To be sure, he had some of the auteur’s healthy egomania, however blithely worn.  John Facenda may have been the Voice of God in all those Super Bowl highlight reels. But it was Steve Sabol’s face you would always see as he pulled back the curtain on his company’s proudest possession: Those miles and miles of archival footage going as far back as the ghostly, grainy black-and-white films of Don Hutson and Sammy Baugh through the wired-for-sound sideline rants of Vince Lombardi and Hank Stram to the present-day glossiness of Los Bros. Manning driving their teams to league titles. Sabol’s presence on NFL Films compilations sort of reminded you of Walt Disney hosting his weekly TV series, introducing you to his own product week after week. One way or another, whether it was Disney or Sabol, you were going to know who was responsible for creating their Wonderful Worlds. (Which was fine. Sabol got to be pretty good at hosting and better at interviewing, drawing rich, illuminating anecdotes from, among others, those iconic ex-teammates Jim Brown and Bobby Mitchell.)

To my mind, this clip from the official Super Bowl XIII highlight film exemplifies everything that made the NFL Films brand inimitable: Editing, music, narration, pacing, Facenda’s mighty chords and sheer unapologetic rapture for the sport.
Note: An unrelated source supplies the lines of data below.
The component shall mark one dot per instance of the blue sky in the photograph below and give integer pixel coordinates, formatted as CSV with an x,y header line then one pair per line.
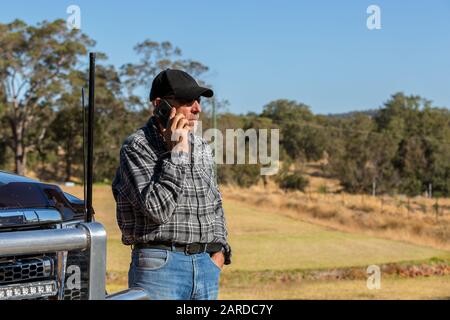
x,y
316,52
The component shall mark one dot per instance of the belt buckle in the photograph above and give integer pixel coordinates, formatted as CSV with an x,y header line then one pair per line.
x,y
192,248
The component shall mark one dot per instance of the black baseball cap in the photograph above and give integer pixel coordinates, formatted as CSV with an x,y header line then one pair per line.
x,y
179,84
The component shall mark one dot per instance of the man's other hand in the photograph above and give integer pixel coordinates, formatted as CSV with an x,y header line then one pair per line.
x,y
218,258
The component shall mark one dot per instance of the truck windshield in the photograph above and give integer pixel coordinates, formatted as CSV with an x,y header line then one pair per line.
x,y
22,195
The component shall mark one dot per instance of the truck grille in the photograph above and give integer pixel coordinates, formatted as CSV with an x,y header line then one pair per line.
x,y
26,269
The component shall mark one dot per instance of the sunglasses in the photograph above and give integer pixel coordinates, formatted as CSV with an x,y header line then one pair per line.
x,y
180,102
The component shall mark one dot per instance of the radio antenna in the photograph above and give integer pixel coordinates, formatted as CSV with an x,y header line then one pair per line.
x,y
90,144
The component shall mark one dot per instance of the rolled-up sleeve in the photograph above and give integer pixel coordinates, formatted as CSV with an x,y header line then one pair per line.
x,y
220,230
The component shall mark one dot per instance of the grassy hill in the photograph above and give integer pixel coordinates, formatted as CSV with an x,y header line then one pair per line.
x,y
272,252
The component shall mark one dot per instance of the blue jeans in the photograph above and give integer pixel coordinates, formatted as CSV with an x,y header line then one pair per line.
x,y
170,275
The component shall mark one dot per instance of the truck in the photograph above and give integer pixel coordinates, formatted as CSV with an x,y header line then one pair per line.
x,y
50,246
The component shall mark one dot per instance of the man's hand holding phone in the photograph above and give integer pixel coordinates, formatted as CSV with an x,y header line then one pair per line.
x,y
176,133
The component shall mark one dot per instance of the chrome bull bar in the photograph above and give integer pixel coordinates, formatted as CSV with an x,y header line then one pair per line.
x,y
90,236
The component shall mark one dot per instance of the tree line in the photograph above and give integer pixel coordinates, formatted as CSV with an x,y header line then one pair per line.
x,y
401,147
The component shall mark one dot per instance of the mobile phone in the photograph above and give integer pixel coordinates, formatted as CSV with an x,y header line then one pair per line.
x,y
162,112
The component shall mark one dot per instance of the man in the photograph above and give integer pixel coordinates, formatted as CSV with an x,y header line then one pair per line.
x,y
169,207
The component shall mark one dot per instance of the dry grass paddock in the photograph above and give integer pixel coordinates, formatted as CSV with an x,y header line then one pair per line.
x,y
276,237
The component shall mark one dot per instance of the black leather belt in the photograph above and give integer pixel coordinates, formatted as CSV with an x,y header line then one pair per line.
x,y
191,248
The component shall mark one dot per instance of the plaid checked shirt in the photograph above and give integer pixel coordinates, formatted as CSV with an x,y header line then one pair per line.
x,y
160,197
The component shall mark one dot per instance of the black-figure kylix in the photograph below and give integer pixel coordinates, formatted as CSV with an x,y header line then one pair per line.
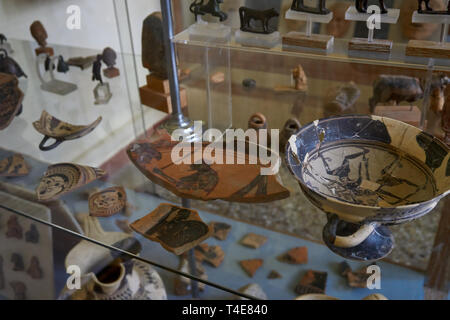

You don’t have to be a Dallas Cowboys fan to get caught up by it. (I’m not and I do.)

 

As with Disney, the NFL Films universe was hype, glory, mythic storytelling and some overheated hokum. And as with Disney, it was a blend powerful enough to stir the grandest dreams. It could even influence directors as great as Sam Peckinpah, who acknowledged the influence of NFL Films on his slow-mo gunfights in The Wild Bunch. Sabol and his talented staff could not only pump things up, but deflate them, too; either with montages of botched snaps, backfield slips and improbable fumbles or with the self-deprecating, rueful testimonies of ex-players and coaches who enhanced the ground-level humanity of what often seemed a dehumanizing process. I especially appreciated the often earthy anecdotes of ex-Baltimore Colts such as Art Donovan or Alex Hawkins, who recalled a bacchanalian team dinner at Hollywood’s Brown Derby after a painful loss to the Rams. Louella Parsons came over to a raucous table of Colts and introduced herself to the legendary quarterback Johnny Unitas. Hawk recalled that a tipsy Unitas peered at Parsons from behind his seat and invited the grande dame of gossip to “sit your ass down and have a beer.”

 

Maybe there should have been more stories along the way about the game’s long-term damage to its players. But Unitas helped NFL Films on that, too, by agreeing to a 1999 HBO profile if he were allowed to talk about his dispute with the league over the lack of compensation to retired players for post-career debilitations. Indeed, the HBO-NFL Films collaborations, including the recent Lombardi and Namath bio-pics are among the crown jewels of the Sabols’ company, attentive to character flaws and social turmoil without in any way mitigating their subjects’ epochal personae.

 

With Steve Sabol’s passing, there are some voices already saying that NFL Films should be granted the same canonical status as Ford, Hawks and other masters of American high-adventure filmmaking. I’d be OK with that, though it’s hard at the moment to imagine anyone who’d be better at packaging all that raw footage than Sabol. For the moment, I’m happy to use whatever idle moments I have wandering YouTube and other sites for pieces of the dream Sabol fashioned with such shrewd, yet wide-eyed panache.